Using our prototype drive software as a baseline, we can estimate the computational power needed in a drive microcontroller to support the basic NASD functions. Code paths of read and write operation measurements are reported in the Total Instructions columns of Table 1. For the one byte requests, our measurements show that the prototype consumes 2.2 cycles per instruction (CPI). There are many reasons why using these numbers to predict drive performance is approximate:

  1. The prototype uses an Alpha processor (with different CPI properties than an embedded processor);
  2. Our estimates neglect poorer CPI during copying (which would have hardware assist in a real drive); and
  3. Our communications implementation is more expensive than we believe to be appropriate in a drive protocol stack.

However, these numbers are still useful for broadly addressing the question of implementing NASD in a drive ASIC. Table 1 shows that a 200 MHz version of our prototype should take 0.4-0.5 msecs for a small request, 70-90% of which is spent in the communications codepath. For 64 KB requests, we estimate 2.5-3.0 msec would be used with 90-97% of the work in communications. For comparison, we examined a Seagate Barracuda drive executing sequential reads. Because this is the most important operation for current drives, a large fraction of each operation is directly handled in hardware. For single sector reads the Barracuda takes only 0.3 msecs and for 64 KB reads it takes only 2.2 msecs.

We conclude that NASD control is not necessarily too expensive but that workstation-class implementations of communications certainly are.

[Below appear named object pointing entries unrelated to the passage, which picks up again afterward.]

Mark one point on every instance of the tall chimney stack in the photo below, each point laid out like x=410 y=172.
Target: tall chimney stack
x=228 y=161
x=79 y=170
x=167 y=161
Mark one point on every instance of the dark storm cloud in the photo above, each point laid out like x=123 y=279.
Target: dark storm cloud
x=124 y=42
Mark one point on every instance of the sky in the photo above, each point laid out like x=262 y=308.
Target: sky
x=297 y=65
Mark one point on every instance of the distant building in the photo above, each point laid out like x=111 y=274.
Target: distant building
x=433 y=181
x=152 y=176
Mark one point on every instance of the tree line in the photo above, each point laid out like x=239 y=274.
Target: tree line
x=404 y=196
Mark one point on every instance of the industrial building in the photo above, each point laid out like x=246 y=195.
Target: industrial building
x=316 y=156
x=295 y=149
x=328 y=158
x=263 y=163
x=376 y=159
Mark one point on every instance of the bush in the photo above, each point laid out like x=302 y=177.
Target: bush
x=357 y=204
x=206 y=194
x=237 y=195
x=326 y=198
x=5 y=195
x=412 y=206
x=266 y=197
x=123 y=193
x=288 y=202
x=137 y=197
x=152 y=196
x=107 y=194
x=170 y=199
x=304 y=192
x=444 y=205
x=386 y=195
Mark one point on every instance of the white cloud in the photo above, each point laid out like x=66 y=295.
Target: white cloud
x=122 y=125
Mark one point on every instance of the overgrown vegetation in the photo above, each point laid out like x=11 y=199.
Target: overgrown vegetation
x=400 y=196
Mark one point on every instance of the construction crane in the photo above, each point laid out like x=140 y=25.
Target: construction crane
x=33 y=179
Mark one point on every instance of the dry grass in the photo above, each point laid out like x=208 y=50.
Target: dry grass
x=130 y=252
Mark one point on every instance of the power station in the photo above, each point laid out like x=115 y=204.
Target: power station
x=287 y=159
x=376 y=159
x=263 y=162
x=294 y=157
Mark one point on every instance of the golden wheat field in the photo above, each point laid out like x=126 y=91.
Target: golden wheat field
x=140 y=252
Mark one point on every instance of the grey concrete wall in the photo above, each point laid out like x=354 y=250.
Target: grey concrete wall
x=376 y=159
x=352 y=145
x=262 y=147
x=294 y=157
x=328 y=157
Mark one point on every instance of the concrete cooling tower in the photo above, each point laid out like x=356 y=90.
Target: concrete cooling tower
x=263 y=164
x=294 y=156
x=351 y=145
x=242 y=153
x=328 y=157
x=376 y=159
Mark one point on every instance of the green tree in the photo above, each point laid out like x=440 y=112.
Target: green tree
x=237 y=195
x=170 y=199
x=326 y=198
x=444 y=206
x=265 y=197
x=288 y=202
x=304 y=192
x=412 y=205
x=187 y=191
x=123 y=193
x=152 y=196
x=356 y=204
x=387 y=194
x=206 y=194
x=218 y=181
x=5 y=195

Operation Total Instructions / % Communications Operation Time (msec)
(@ 200 MHz, CPI=2.2)
Request Size 1 B 8 KB 64 KB 512 KB 1 B 8 KB 64 KB 512 KB
read - cold cache 46k 70 67k 79 247k 90 1488k 92 0.51 0.74 2.7 16.4
read - warm cache 38k 92 57k 94 224k 97 1410k 97 0.42 0..63 2.5 15.6
write - cold cache 43k 73 71k 82 269k 92 1947k 96 0.47 0.78 3.0 21.3
write - warm cache 37k 92 57k 94 253k 97 1871k 97 0.41 0.64 2.8 20.4

 

Table 1: Measured cost and estimated performance of read and write requests. The instruction counts and distribution were obtained by instrumenting our prototype with ATOM and using the Alpha on-chip counters. The values shown are the total number of instructions required to service a particular request size and include all communications (DCE RPC, UDP/IP) and NASD code including kernel work done on their behalf. The measured number of cycles per instruction (CPI) for 1-byte requests was 2.2. The second set of columns use these instruction counts to estimate the duration of each operation on a 200 MHz processor, assuming a CPI of 2.2 for all instructions. For comparison purposes, we experimented with a Seagate Barracuda (ST 34371W). This drive is able to read the next sequential sector from its cache in 0.30 msec and read a random single sector from the media in 9.4 msec. With 64 KB requests, it reads from cache in 2.2 msec and from the media, at a random location, in 11.1 msec. “Write - warm cache” means that the needed metadata is in the cache before the operation starts.